This excerpt taken from the AN 10-K filed Feb 24, 2005.
Other Income (Expense), Net
Other income in 2003 primarily relates to the sale of our interest in an equity-method investment in LKQ Corporation, an auto parts recycling business, for $38.3 million, resulting in a pre-tax gain of $16.5 million.
In September 2002, one of our captive insurance companies terminated a reinsurance agreement with a third-party insurance company and transferred our risk pertaining to certain extended warranty products under the reinsurance agreement back to such insurance company. As a result of the transaction, we liquidated related restricted assets, realizing a $3.1 million gain on the sale. Additionally, in 2002, we converted our remaining restricted investments to restricted cash, realizing a $2.7 million gain on the sale.
Provision for Income Taxes
Income taxes have been provided based upon our anticipated underlying annual effective income tax rate.

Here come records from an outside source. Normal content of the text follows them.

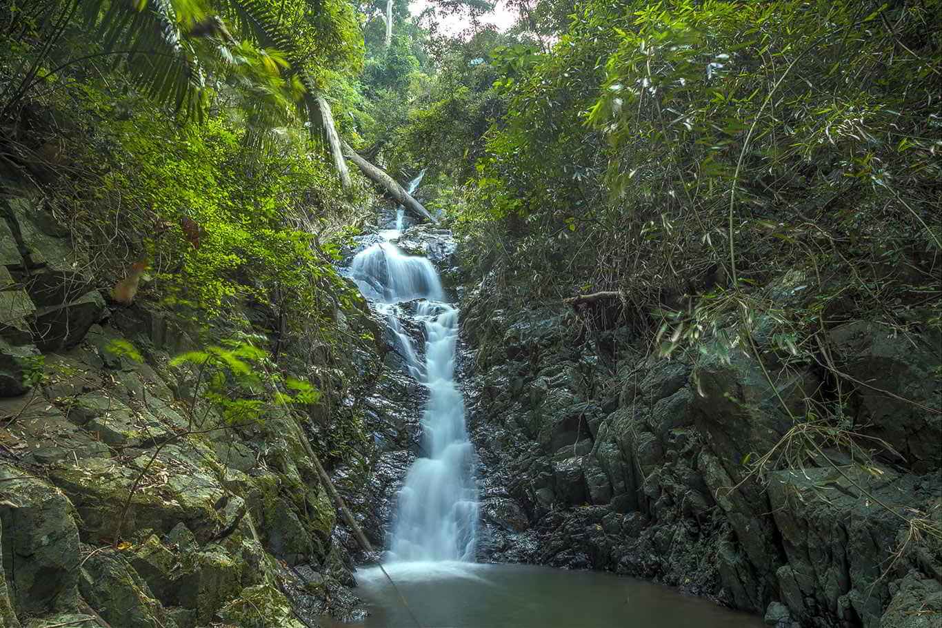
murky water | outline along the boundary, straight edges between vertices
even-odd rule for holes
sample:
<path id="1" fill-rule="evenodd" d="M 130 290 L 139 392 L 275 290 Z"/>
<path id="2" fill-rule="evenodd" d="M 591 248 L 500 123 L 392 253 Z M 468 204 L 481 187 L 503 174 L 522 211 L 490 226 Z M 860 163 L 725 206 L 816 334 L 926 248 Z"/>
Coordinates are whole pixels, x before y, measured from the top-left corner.
<path id="1" fill-rule="evenodd" d="M 458 562 L 385 566 L 422 628 L 760 628 L 730 611 L 667 587 L 599 571 Z M 334 628 L 416 628 L 378 568 L 356 573 L 369 603 L 361 623 Z"/>

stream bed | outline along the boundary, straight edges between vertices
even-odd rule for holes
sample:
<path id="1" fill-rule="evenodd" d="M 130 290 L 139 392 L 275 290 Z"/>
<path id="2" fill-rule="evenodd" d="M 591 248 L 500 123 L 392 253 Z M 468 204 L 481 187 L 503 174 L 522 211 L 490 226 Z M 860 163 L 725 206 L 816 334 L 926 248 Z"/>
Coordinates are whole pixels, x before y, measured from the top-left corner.
<path id="1" fill-rule="evenodd" d="M 738 613 L 674 589 L 599 571 L 463 562 L 384 565 L 357 571 L 369 616 L 333 628 L 759 628 Z M 398 589 L 398 591 L 396 589 Z"/>

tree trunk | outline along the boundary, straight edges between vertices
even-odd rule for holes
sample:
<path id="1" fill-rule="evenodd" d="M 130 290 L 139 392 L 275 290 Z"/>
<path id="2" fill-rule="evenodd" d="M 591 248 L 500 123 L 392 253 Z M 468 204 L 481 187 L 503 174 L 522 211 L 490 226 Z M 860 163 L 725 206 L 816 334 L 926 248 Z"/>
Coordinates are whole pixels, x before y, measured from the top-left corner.
<path id="1" fill-rule="evenodd" d="M 412 195 L 409 194 L 409 192 L 403 190 L 402 186 L 397 183 L 393 177 L 389 176 L 389 174 L 386 174 L 384 172 L 363 158 L 363 157 L 350 148 L 350 145 L 346 141 L 343 142 L 343 145 L 344 155 L 347 156 L 347 158 L 353 161 L 353 163 L 360 168 L 363 174 L 366 175 L 366 178 L 389 192 L 389 195 L 392 196 L 393 199 L 406 208 L 406 211 L 410 212 L 416 218 L 425 219 L 430 223 L 438 223 L 435 217 L 430 214 L 429 210 L 423 207 L 421 203 L 416 201 L 412 197 Z"/>
<path id="2" fill-rule="evenodd" d="M 393 42 L 393 0 L 386 0 L 386 50 Z"/>
<path id="3" fill-rule="evenodd" d="M 319 93 L 312 93 L 310 91 L 308 107 L 311 109 L 311 116 L 313 117 L 315 113 L 320 116 L 321 126 L 324 129 L 324 140 L 327 141 L 327 146 L 331 151 L 331 157 L 333 157 L 333 166 L 337 169 L 337 174 L 340 174 L 340 182 L 343 184 L 344 188 L 349 188 L 350 181 L 350 172 L 347 168 L 347 161 L 344 159 L 343 147 L 340 142 L 340 136 L 337 135 L 337 127 L 333 124 L 333 114 L 331 112 L 331 106 L 323 96 Z M 315 124 L 312 121 L 311 123 L 311 132 L 314 132 Z"/>

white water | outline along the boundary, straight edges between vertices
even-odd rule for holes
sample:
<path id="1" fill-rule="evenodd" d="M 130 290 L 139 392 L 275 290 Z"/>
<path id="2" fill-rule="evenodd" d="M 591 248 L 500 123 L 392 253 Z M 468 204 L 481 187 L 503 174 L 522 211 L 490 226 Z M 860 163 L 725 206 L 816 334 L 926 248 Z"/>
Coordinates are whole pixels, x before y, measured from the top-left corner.
<path id="1" fill-rule="evenodd" d="M 419 175 L 418 178 L 421 178 Z M 353 258 L 350 276 L 385 313 L 409 371 L 429 391 L 422 454 L 398 495 L 390 547 L 393 561 L 473 561 L 478 521 L 474 449 L 464 402 L 455 385 L 458 310 L 444 302 L 434 267 L 394 244 L 374 244 Z M 424 362 L 391 306 L 421 299 L 413 318 L 425 327 Z"/>
<path id="2" fill-rule="evenodd" d="M 415 178 L 409 182 L 406 186 L 406 191 L 409 194 L 414 194 L 418 189 L 420 183 L 422 183 L 422 177 L 425 176 L 425 168 L 422 169 Z M 385 240 L 396 240 L 402 235 L 402 231 L 405 229 L 406 224 L 406 208 L 401 205 L 396 208 L 396 228 L 395 229 L 383 229 L 380 232 L 380 235 Z"/>

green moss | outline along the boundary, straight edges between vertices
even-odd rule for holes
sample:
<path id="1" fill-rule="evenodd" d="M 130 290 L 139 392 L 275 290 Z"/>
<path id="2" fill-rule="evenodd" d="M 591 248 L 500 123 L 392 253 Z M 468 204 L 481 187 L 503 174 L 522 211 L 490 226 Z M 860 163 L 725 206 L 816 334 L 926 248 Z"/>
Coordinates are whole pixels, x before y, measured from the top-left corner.
<path id="1" fill-rule="evenodd" d="M 237 628 L 303 628 L 291 612 L 291 603 L 273 585 L 249 587 L 227 604 L 219 617 Z"/>

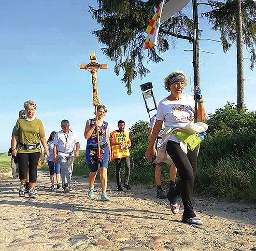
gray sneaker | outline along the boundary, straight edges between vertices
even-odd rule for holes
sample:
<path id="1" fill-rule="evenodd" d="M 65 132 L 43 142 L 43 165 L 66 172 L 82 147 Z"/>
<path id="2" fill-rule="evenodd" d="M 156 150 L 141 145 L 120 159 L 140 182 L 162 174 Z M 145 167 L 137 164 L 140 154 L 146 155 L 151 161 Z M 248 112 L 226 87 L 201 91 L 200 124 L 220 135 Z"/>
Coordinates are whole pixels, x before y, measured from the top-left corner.
<path id="1" fill-rule="evenodd" d="M 166 199 L 167 198 L 167 195 L 162 189 L 158 189 L 156 190 L 156 198 L 159 198 L 159 199 Z"/>
<path id="2" fill-rule="evenodd" d="M 30 199 L 36 197 L 36 193 L 34 187 L 30 187 L 29 188 L 29 190 L 28 191 L 28 197 Z"/>
<path id="3" fill-rule="evenodd" d="M 25 184 L 24 183 L 21 183 L 20 187 L 19 190 L 19 195 L 22 197 L 24 197 L 25 195 Z"/>

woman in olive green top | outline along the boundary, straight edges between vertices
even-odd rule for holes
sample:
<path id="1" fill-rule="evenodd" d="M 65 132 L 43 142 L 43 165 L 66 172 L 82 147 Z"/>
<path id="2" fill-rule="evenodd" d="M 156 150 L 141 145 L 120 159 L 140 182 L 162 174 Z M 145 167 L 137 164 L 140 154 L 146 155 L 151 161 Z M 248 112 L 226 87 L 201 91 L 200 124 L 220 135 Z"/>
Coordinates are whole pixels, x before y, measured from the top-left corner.
<path id="1" fill-rule="evenodd" d="M 40 141 L 44 148 L 44 155 L 49 156 L 44 128 L 42 122 L 35 116 L 36 103 L 32 100 L 24 104 L 26 115 L 18 119 L 12 138 L 13 155 L 18 157 L 19 178 L 20 180 L 20 196 L 25 194 L 25 181 L 28 167 L 29 175 L 29 198 L 35 198 L 35 186 L 37 179 L 37 163 L 41 153 Z M 19 143 L 16 149 L 18 140 Z"/>

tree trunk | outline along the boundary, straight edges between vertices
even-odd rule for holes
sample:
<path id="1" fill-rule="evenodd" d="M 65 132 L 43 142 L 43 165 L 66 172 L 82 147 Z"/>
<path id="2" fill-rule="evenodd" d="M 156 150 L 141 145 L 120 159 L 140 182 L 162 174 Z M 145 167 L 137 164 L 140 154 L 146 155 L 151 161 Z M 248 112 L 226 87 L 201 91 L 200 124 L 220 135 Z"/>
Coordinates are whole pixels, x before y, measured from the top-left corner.
<path id="1" fill-rule="evenodd" d="M 199 66 L 199 36 L 198 32 L 198 11 L 197 0 L 193 0 L 194 38 L 193 42 L 194 67 L 194 85 L 200 85 L 200 68 Z"/>
<path id="2" fill-rule="evenodd" d="M 236 8 L 237 13 L 236 22 L 237 26 L 237 108 L 239 110 L 244 110 L 244 79 L 241 0 L 236 0 Z"/>

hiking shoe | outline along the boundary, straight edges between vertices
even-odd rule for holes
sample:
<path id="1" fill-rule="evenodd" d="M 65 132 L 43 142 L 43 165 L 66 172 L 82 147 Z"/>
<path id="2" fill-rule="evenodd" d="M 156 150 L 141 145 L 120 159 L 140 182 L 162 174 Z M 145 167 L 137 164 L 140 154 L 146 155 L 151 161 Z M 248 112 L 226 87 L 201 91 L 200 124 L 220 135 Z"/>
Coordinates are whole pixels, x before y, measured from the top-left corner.
<path id="1" fill-rule="evenodd" d="M 100 196 L 100 200 L 101 201 L 109 201 L 109 198 L 108 197 L 106 193 L 102 193 Z"/>
<path id="2" fill-rule="evenodd" d="M 20 187 L 19 190 L 19 195 L 22 197 L 25 195 L 26 187 L 24 183 L 21 183 Z"/>
<path id="3" fill-rule="evenodd" d="M 29 182 L 27 182 L 26 183 L 26 185 L 25 185 L 25 193 L 26 194 L 28 194 L 28 191 L 29 191 L 29 188 L 30 188 L 30 187 L 29 187 Z"/>
<path id="4" fill-rule="evenodd" d="M 88 196 L 90 197 L 90 198 L 93 198 L 93 196 L 94 196 L 94 187 L 93 186 L 92 187 L 89 187 L 89 189 L 88 190 Z"/>
<path id="5" fill-rule="evenodd" d="M 126 184 L 124 185 L 124 187 L 126 188 L 128 190 L 130 190 L 131 189 L 131 187 L 129 185 L 127 185 Z"/>
<path id="6" fill-rule="evenodd" d="M 176 183 L 175 181 L 170 181 L 169 185 L 169 192 L 171 192 L 176 187 Z"/>
<path id="7" fill-rule="evenodd" d="M 156 190 L 156 198 L 159 198 L 159 199 L 166 199 L 167 198 L 167 195 L 162 189 L 157 189 Z"/>
<path id="8" fill-rule="evenodd" d="M 171 204 L 171 210 L 173 214 L 177 214 L 180 211 L 180 208 L 181 206 L 176 203 L 174 205 Z"/>
<path id="9" fill-rule="evenodd" d="M 117 191 L 124 191 L 124 189 L 123 189 L 123 188 L 122 187 L 122 186 L 118 186 L 117 187 Z"/>
<path id="10" fill-rule="evenodd" d="M 28 197 L 30 199 L 36 197 L 36 193 L 35 193 L 35 188 L 30 187 L 28 191 Z"/>
<path id="11" fill-rule="evenodd" d="M 69 185 L 68 185 L 68 184 L 64 184 L 64 192 L 65 194 L 67 194 L 70 191 L 70 187 L 69 186 Z"/>

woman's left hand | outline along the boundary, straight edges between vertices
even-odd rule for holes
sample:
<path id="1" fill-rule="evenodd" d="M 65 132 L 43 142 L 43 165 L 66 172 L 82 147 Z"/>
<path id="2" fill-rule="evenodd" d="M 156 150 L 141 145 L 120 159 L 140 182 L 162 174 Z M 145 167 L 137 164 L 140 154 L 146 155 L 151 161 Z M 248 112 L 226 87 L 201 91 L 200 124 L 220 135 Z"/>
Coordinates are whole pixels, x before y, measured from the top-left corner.
<path id="1" fill-rule="evenodd" d="M 47 155 L 47 157 L 50 156 L 50 152 L 49 150 L 44 150 L 44 156 Z"/>
<path id="2" fill-rule="evenodd" d="M 194 87 L 194 93 L 196 95 L 196 99 L 201 99 L 202 96 L 201 94 L 201 89 L 199 88 L 198 85 L 197 85 Z"/>

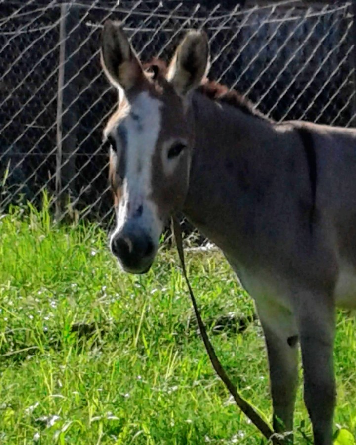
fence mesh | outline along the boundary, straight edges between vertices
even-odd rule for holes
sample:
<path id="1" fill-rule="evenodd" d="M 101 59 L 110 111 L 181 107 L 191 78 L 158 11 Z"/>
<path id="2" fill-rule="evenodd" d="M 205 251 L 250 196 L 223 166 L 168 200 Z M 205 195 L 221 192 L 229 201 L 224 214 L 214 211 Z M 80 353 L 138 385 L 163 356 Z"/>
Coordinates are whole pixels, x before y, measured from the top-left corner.
<path id="1" fill-rule="evenodd" d="M 58 192 L 106 223 L 102 130 L 116 93 L 100 66 L 101 29 L 120 20 L 143 60 L 168 59 L 183 31 L 203 28 L 210 77 L 277 121 L 350 126 L 356 119 L 352 8 L 303 0 L 226 10 L 193 2 L 0 1 L 0 206 Z"/>

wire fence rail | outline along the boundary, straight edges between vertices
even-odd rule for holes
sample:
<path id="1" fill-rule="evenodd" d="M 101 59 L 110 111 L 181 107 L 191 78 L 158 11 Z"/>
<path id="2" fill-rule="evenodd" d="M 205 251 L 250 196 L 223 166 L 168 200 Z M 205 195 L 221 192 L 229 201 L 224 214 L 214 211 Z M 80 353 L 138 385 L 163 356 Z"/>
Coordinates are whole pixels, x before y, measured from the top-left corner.
<path id="1" fill-rule="evenodd" d="M 203 28 L 211 77 L 268 116 L 355 125 L 352 4 L 265 3 L 0 1 L 0 207 L 48 190 L 61 218 L 112 217 L 101 132 L 117 96 L 99 57 L 109 17 L 143 60 L 169 59 L 184 30 Z"/>

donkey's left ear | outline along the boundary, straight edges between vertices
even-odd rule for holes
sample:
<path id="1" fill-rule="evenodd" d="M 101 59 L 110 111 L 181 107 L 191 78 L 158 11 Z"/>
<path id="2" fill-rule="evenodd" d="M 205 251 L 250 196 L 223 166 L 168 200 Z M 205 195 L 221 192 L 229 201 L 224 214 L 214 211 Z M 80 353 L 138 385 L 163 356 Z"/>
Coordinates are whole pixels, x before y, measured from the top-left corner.
<path id="1" fill-rule="evenodd" d="M 169 64 L 167 80 L 181 95 L 198 87 L 209 65 L 209 44 L 203 31 L 189 31 Z"/>

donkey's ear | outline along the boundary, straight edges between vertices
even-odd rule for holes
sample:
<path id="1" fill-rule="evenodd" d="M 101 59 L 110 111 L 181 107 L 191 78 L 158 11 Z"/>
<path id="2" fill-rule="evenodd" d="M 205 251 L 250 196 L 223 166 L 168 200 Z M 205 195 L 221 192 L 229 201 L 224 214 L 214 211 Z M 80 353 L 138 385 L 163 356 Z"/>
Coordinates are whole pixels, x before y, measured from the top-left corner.
<path id="1" fill-rule="evenodd" d="M 209 64 L 208 38 L 203 31 L 189 31 L 169 64 L 167 80 L 181 95 L 199 85 Z"/>
<path id="2" fill-rule="evenodd" d="M 119 22 L 107 20 L 101 41 L 101 65 L 109 81 L 128 90 L 144 77 L 141 64 Z"/>

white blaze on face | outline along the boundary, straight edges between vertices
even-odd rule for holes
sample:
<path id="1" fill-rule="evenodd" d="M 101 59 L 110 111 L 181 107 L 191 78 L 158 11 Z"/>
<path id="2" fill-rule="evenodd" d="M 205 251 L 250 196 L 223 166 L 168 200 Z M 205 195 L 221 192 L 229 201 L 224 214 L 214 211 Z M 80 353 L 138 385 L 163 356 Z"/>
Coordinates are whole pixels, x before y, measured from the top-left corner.
<path id="1" fill-rule="evenodd" d="M 128 115 L 121 124 L 126 130 L 126 174 L 113 236 L 130 220 L 130 225 L 144 230 L 158 244 L 163 224 L 149 197 L 152 192 L 152 159 L 160 130 L 161 105 L 148 92 L 141 93 L 131 103 Z"/>

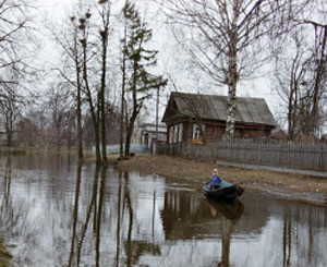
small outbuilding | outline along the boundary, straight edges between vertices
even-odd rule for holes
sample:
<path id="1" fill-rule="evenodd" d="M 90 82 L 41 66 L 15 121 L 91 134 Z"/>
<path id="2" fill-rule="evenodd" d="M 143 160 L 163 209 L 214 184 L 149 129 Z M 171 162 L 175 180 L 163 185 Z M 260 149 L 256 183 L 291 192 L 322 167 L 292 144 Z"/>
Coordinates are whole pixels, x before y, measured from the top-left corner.
<path id="1" fill-rule="evenodd" d="M 171 93 L 162 122 L 167 124 L 167 143 L 214 143 L 226 131 L 228 97 Z M 277 123 L 263 98 L 238 97 L 235 138 L 267 138 Z"/>

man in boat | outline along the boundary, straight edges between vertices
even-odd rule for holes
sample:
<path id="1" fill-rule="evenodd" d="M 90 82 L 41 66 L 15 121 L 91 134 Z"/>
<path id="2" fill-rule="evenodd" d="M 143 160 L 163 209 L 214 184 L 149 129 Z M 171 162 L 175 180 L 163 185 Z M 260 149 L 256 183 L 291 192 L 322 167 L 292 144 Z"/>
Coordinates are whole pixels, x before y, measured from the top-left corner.
<path id="1" fill-rule="evenodd" d="M 221 186 L 221 179 L 218 175 L 218 170 L 213 170 L 213 175 L 210 177 L 210 180 L 204 185 L 206 190 L 215 190 L 219 189 Z"/>

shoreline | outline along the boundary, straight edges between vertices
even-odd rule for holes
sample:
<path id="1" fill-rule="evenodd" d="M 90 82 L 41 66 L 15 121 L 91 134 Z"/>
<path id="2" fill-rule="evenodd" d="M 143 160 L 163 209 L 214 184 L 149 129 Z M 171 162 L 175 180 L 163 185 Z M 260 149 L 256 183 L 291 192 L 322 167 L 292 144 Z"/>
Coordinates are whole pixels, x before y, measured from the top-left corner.
<path id="1" fill-rule="evenodd" d="M 217 168 L 222 180 L 239 183 L 246 191 L 327 207 L 327 179 L 304 173 L 152 155 L 136 155 L 131 159 L 120 160 L 116 168 L 189 181 L 194 184 L 194 189 L 208 180 L 213 168 Z"/>

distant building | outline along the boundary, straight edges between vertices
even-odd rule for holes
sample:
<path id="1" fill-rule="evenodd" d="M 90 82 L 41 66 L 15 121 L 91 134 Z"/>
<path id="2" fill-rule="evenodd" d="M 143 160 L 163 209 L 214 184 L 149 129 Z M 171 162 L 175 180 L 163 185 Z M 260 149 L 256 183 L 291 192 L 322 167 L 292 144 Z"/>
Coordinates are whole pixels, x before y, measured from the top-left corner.
<path id="1" fill-rule="evenodd" d="M 277 123 L 263 98 L 238 97 L 235 138 L 269 137 Z M 202 144 L 220 141 L 226 131 L 228 97 L 172 93 L 162 122 L 167 143 Z"/>
<path id="2" fill-rule="evenodd" d="M 148 150 L 153 150 L 154 143 L 156 141 L 156 124 L 145 123 L 140 125 L 141 129 L 141 144 L 146 145 Z M 167 142 L 167 128 L 165 124 L 158 125 L 158 142 Z"/>

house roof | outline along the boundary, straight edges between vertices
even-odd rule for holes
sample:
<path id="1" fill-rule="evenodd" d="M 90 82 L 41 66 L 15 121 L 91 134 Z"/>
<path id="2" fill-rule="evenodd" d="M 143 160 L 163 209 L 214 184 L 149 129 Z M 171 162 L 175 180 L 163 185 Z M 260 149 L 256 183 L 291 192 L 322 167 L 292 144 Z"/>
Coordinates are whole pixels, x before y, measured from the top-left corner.
<path id="1" fill-rule="evenodd" d="M 162 122 L 178 117 L 226 121 L 227 111 L 227 96 L 171 93 Z M 237 97 L 235 122 L 277 126 L 265 99 L 253 97 Z"/>

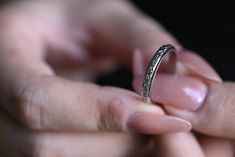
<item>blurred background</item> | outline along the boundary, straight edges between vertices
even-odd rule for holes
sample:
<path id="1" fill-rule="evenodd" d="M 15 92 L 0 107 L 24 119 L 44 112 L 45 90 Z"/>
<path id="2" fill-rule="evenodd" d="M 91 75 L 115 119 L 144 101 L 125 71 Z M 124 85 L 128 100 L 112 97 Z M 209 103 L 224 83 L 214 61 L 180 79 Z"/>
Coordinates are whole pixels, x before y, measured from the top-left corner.
<path id="1" fill-rule="evenodd" d="M 228 0 L 132 0 L 162 23 L 185 48 L 203 56 L 224 80 L 235 81 L 235 5 Z M 121 68 L 98 80 L 131 89 L 131 73 Z"/>

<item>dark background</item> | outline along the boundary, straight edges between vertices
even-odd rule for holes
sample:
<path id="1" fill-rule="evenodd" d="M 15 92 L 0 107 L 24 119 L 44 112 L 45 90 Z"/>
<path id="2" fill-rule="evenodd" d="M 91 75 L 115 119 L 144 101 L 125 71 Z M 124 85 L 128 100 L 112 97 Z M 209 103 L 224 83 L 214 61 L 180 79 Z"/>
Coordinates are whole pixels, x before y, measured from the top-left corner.
<path id="1" fill-rule="evenodd" d="M 235 81 L 234 2 L 133 0 L 133 3 L 162 23 L 185 48 L 203 56 L 222 79 Z M 131 73 L 121 68 L 98 83 L 131 88 Z"/>
<path id="2" fill-rule="evenodd" d="M 224 80 L 235 81 L 235 7 L 232 1 L 134 0 L 186 48 L 202 55 Z"/>

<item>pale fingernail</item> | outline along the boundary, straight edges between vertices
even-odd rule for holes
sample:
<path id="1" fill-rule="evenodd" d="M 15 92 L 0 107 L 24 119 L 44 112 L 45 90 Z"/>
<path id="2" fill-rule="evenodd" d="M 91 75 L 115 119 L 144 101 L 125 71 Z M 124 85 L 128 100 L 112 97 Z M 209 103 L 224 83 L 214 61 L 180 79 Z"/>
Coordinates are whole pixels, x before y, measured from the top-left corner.
<path id="1" fill-rule="evenodd" d="M 146 112 L 146 113 L 158 113 L 159 115 L 163 115 L 163 110 L 154 104 L 139 104 L 137 106 L 137 112 Z"/>
<path id="2" fill-rule="evenodd" d="M 152 99 L 155 102 L 194 111 L 203 104 L 207 90 L 203 82 L 190 77 L 158 74 L 152 90 Z"/>
<path id="3" fill-rule="evenodd" d="M 221 82 L 220 76 L 202 57 L 196 53 L 184 50 L 178 53 L 178 59 L 189 71 L 211 81 Z"/>
<path id="4" fill-rule="evenodd" d="M 189 131 L 192 128 L 191 124 L 183 119 L 149 113 L 133 113 L 127 121 L 127 126 L 131 131 L 146 134 Z"/>

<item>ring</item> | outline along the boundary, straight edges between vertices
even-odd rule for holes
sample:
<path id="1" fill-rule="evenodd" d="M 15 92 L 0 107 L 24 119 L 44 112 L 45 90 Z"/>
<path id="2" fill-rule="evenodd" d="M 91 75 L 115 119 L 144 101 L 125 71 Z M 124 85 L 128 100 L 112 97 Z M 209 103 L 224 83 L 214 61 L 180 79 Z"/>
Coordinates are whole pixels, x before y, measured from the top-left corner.
<path id="1" fill-rule="evenodd" d="M 171 53 L 172 52 L 172 53 Z M 142 83 L 142 96 L 144 98 L 144 102 L 150 103 L 150 93 L 151 87 L 153 85 L 153 80 L 156 76 L 156 72 L 166 54 L 169 54 L 169 58 L 167 59 L 167 66 L 166 71 L 169 73 L 175 72 L 176 67 L 176 49 L 173 45 L 167 44 L 161 46 L 157 52 L 154 54 L 153 58 L 151 59 L 148 68 L 144 75 L 144 80 Z"/>

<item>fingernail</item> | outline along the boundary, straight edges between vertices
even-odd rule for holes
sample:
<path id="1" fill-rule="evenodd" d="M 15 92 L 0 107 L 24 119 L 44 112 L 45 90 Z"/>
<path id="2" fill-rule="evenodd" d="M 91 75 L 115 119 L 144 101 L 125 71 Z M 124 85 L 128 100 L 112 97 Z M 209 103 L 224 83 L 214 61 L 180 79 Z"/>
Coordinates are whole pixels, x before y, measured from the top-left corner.
<path id="1" fill-rule="evenodd" d="M 196 53 L 184 50 L 178 53 L 178 59 L 193 74 L 215 82 L 222 81 L 212 66 Z"/>
<path id="2" fill-rule="evenodd" d="M 186 76 L 158 74 L 152 88 L 153 101 L 195 111 L 207 95 L 207 86 Z"/>
<path id="3" fill-rule="evenodd" d="M 157 113 L 158 115 L 164 114 L 163 110 L 159 106 L 145 103 L 138 104 L 136 112 Z"/>
<path id="4" fill-rule="evenodd" d="M 133 113 L 127 121 L 127 126 L 131 131 L 146 134 L 189 131 L 192 128 L 191 124 L 183 119 L 148 113 Z"/>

The effective income tax rate was 34.7%, 15.0% and 38.3% for the years ended December 31, 2004, 2003 and 2002, respectively.
In March 2003, we entered into a settlement agreement with the IRS with respect to the tax treatment of certain transactions we entered into in 1997 and 1999. As a result of the settlement, during 2003, we recognized an income tax benefit of $127.5 million from the reduction of previously recorded deferred tax liabilities. In 2003, we made a $366.0 million prepayment of the initial installment due March 2004, including interest. Additionally, in 2004, we prepaid the remaining balance due related to the IRS settlement totaling $128.9 million, including accrued interest.
During 2004 and 2003, we recorded net income tax benefits in continuing operations totaling $25.8 million and $140.9 million (which includes $127.5 million recognized as a result of the IRS settlement discussed above), respectively, primarily related to the resolution of various income tax matters. We also recognized a $52.2 million gain included in Discontinued Operations related to the settlement of various income tax matters. Our underlying base effective tax rate for 2004 before adjustments was 39%.
We substantially completed the federal income tax audit for the years 1997 through 2001 and a federal income tax audit for 2002 and 2003 was recently initiated by the IRS. We are routinely audited by the states in which we do business and remain under examination by various states for the tax years discussed above. We expect additional state and federal tax adjustments over the next eighteen months as we continue to work through various tax matters. Once we resolve our open tax matters, we expect our base effective tax rate to be approximately 39%.
See Note 12, Income Taxes, of the Notes to Consolidated Financial Statements for further information.